The cobblestones that line Washington Street and many others in Tribeca remind me of the time when Manhattan's artists roamed free and lived on the
island in affordable loft spaces. (While downtown Manhattan is still home to many artists, unlike back in the 80's, artists who reside here now have to be
somewhat successful - or have trust funds- to pay for the towering rents.) Established by three brothers back in 1980, Capsouto Freres is one of a few
restaurants in Tribeca that has stayed relevant and has thrived for so many years.

Capsouto Freres' high ceilings, lace curtains, mood-inspired lighting and exposed brick walls all lend to the lofty, artistic atmosphere. My guest and I were
captivated by the sensuous aromas emanating from the kitchen. Sharply dressed in a navy blue single breasted suit, Marco, the youngest member of the
Capsuto family, graciously greeted us at the door and led us to a table that overlooked the entire restaurant.

We started with Marco's recommendations:  escargot, Perrine fois grois and the Artichoke Maison, his grandma's "famous" recipe.  The appetizers were
accompanied by a deliciously crisp and fragrant Israeli wine Sauvignon Blanc from Galil, one of a selection of wines which Capsouto Freres is famous for
and one I highly recommend.   Marco stopped by our table and sat with us for a moment to fill us in on very interesting tidbits of history that has made this
restaurant a Tribeca staple for over thirty years. Capsouto Freres' three brothers were born in Egypt, moved to France, and eventually settled in New
York City.  Like so many of us who have come to this great country, they are happy to be here and I am happy that they have brought us such a special
taste of  Mediterranean culture and cuisine.  

Being a family run business, the attention to service was evident.  Our server made us feel right at home.

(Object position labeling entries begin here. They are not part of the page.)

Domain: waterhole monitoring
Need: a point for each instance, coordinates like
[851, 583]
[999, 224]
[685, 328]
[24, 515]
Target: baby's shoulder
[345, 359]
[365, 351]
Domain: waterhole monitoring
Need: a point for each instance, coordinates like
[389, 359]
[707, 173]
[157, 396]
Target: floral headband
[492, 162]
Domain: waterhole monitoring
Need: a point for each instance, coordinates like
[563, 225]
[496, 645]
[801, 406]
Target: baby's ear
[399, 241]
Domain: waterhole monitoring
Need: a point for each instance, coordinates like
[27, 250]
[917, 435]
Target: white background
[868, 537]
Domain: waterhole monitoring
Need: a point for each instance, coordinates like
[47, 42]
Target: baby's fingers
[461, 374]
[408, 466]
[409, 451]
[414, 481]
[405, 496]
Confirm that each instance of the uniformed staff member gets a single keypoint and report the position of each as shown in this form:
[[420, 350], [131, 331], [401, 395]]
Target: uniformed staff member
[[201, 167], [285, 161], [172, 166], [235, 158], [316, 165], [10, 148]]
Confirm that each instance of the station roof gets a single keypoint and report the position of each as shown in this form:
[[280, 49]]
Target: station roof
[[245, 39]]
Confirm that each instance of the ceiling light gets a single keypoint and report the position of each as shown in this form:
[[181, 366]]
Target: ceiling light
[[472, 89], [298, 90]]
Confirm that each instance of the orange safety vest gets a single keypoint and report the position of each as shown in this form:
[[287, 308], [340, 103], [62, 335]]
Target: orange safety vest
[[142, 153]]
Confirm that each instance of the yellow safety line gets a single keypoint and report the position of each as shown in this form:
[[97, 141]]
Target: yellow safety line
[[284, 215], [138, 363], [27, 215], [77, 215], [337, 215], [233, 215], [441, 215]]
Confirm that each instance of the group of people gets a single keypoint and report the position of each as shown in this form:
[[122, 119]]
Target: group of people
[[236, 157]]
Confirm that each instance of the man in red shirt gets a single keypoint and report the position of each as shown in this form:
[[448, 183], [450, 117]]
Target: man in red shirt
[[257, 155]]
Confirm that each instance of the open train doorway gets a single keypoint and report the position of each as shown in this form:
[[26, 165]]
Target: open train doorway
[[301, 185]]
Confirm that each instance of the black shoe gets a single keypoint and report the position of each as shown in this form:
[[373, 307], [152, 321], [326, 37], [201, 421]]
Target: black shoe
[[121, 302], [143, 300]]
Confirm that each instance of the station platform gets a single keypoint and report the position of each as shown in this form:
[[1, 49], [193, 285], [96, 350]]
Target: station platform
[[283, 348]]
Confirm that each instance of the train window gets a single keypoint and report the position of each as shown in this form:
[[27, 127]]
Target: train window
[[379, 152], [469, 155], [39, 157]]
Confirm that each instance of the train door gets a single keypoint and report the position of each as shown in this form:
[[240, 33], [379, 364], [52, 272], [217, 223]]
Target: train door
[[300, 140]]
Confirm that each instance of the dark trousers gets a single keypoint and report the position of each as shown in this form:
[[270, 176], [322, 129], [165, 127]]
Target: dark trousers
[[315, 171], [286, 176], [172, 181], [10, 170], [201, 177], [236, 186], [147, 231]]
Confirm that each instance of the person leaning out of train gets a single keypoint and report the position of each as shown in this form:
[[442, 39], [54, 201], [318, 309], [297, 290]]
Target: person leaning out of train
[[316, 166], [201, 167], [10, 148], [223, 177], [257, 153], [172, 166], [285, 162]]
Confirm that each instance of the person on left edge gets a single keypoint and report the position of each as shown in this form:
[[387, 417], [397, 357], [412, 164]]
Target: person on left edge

The entire restaurant buzzed with a quiet content feeling that kept my guest and I smiling from appetizer to dessert.
Capsouto Freres
or entrees we tried the seafood bouillabaisse, the meat and poultry cassoulet and the divine shrimp and scallops on fresh pasta. With every course and
every taste, I was inspired to make a humming sound like a French chef purveying his masterpiece. I was so overcome with happiness from this meal that
the next time Marco stopped by our table,  I had to give him a hug like I was part of the family. (I think I did this partly because the tastes of these dishes
were like dining in heaven and partly because the chilled Israeli Muscat Yarden 2006 went down just as easily as these amazing dishes.) Marco
courteously accepted my hug and offered one to my guest to ensure she didn't feel left out.

For dessert, we finished with Capsuto Freres' famous, gorgeous chocolate soufflé. (Our French waitress noted that the souffle served here is better than
any she's tried in France). We also tried the seasonal fig soufflé, a light and sumptuous treat not to pass up.

Romantic, engaging, captivating. Capsouto Freres is all of these things and more, just ask the locals and famous clientele who dine here. Take your wife,
take your date, take your family. I promise you that a meal at Capsouto Freres is an experience you won't soon forget.